Without looking up to Eris I said, "I'll be right back," and headed off toward the long-haired fae, the red hue brighter than any of his siblings'. Eris hesitated before turning back to his brothers and I hoped he wouldn't check on me again for a while.
Lucien was one of the few masked fae Under the Mountain, the likes of which seemed to stick together. Whether it was related to the mask, or the tension between the Spring Court and the rest of Prythian, I didn't know. Beneath his fox-faced mask he was chatting with two other males I'd never met before, one in a pewter mask with no sheen and another in a cobalt blue that had a comic nose covering his true one. Lucien was the last to notice me and just as I was preparing something charming to say about the blue male's nose, he left abruptly with the pewter male in towe.
Out of the corner of my eye I saw my brother chatting with a few older males from the Court of Nightmares, a new goblet in one hand while the other was waving around frantically in the midst of an apparently harrowing tale.
"Princess," Lucien scoffed, looking off behind me with a jaded look at the backs of the faeries who abandoned him.
I tilted my head, resisting the urge to fiddle with my fingers. I'd had a lot of restless energy since my power had been seized from within me. Just one of many horrific violations that had taken place Under the Mountain. "Pleased to know you've heard of me," I said, slipping on my softest, silkiest grin.
He made piercing eye contact with me, his lips pressed together in a terse, strained line.
"Funny though since I was actually just coming over to befriend you," I told him, bobbing up and down on my heels. He dared a quick look in Tamlin's direction, allowing me a glance of my own to where Amarantha was mindlessly chatting in the Spring Lord's direction. He might as well be deaf; His face was devoid of any tells, no signs of life - happiness, sadness, fury, or sorrow.
My mate was a hollow being, an empty creature.
I would almost rather live through eternity with Eris over having any more of myself stripped away, sucked from my soul. I was too empty already to attempt to fill up someone else.

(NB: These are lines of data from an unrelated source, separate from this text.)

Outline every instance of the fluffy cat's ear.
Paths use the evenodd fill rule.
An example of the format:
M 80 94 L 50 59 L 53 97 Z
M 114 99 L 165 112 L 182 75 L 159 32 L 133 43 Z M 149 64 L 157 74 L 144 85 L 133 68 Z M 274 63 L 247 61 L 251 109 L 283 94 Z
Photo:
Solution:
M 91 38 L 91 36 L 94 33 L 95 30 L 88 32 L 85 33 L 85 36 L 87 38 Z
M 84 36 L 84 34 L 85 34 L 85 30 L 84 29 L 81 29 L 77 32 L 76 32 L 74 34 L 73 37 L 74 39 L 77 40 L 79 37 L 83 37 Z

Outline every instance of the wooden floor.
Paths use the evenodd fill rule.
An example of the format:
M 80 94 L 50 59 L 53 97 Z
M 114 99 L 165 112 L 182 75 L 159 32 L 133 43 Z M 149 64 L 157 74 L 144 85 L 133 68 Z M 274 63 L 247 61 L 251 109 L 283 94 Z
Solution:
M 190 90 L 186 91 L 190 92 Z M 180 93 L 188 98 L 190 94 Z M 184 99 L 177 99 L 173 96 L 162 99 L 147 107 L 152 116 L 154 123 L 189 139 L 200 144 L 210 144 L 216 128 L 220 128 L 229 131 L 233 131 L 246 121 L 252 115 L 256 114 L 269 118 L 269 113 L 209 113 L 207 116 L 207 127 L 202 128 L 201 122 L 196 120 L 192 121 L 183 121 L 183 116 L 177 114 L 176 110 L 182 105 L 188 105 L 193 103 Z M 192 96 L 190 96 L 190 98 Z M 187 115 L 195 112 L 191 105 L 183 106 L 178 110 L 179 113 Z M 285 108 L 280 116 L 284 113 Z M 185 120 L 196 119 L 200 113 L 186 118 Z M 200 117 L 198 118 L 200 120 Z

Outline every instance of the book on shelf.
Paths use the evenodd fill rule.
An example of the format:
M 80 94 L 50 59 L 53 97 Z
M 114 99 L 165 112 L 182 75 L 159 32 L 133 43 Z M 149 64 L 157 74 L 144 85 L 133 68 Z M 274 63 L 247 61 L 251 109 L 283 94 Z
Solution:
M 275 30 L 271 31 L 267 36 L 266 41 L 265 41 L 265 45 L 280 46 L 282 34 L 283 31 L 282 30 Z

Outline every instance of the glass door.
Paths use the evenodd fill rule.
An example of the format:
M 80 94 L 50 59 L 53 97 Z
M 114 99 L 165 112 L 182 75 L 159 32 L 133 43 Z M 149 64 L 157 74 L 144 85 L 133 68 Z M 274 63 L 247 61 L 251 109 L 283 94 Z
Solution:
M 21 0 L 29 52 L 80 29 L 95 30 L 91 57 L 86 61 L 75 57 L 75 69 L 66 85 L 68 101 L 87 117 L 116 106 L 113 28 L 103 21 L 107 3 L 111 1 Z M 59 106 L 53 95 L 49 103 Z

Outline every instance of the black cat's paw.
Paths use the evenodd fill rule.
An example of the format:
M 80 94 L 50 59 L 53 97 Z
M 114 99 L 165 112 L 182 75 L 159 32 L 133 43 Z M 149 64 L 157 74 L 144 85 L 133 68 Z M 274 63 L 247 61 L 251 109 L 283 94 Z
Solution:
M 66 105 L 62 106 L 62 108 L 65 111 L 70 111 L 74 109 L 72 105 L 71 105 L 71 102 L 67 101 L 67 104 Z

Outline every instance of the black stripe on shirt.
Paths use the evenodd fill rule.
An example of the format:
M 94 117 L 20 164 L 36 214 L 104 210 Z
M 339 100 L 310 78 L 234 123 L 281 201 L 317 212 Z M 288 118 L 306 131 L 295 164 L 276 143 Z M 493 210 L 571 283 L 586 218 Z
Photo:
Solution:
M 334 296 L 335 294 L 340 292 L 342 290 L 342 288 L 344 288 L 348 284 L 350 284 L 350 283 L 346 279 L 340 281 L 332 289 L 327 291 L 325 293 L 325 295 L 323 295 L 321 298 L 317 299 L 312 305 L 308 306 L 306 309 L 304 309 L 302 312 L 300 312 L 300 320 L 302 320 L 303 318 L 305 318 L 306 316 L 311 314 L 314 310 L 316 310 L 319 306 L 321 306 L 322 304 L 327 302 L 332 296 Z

"Interesting," Lucien began, his voice a twisting snake, "because I heard that it was the males who sought you out to be befriended."
I kept my smile in place. "Well, since you never came I thought I'd save you the trip. Unless you'd prefer such an experience with someone like, say, your High Lord?"
It hadn't been too long since the last time a male's hands were at my throat, so when Lucien lunged for me, his teeth sharp and bared, I was somewhat prepared.
"You know nothing!" he growled out, his voice barely recognizable. He'd turned us around as he whipped me through the stale air, and despite being more than able to wrench myself from his grip, I could see Tamlin from over his shoulder. I could see my mate and though his features had not wavered from their frozen state, his eyes were on me. Lucien pressed me up against the wall, his body taut against my own, and no matter his threats or his facade, I could feel he was being too gentle. He was restless and putting on a show. "Why can't you understand it is only the Night Court that wishes to whore themselves out?"
I rolled my eyes, which delayed my move to free myself giving Rhysand just enough time to tackle the youngest Autumn Court son to the ground. They rolled into a pile of limbs and guttural male fae noises.
I sighed. What would it take to make a real friend around this place?
"Hey, hey," a heavy voice cut in. Then Eris was there, pulling Lucien away from the melee that was my brother. "Calm down, both of you."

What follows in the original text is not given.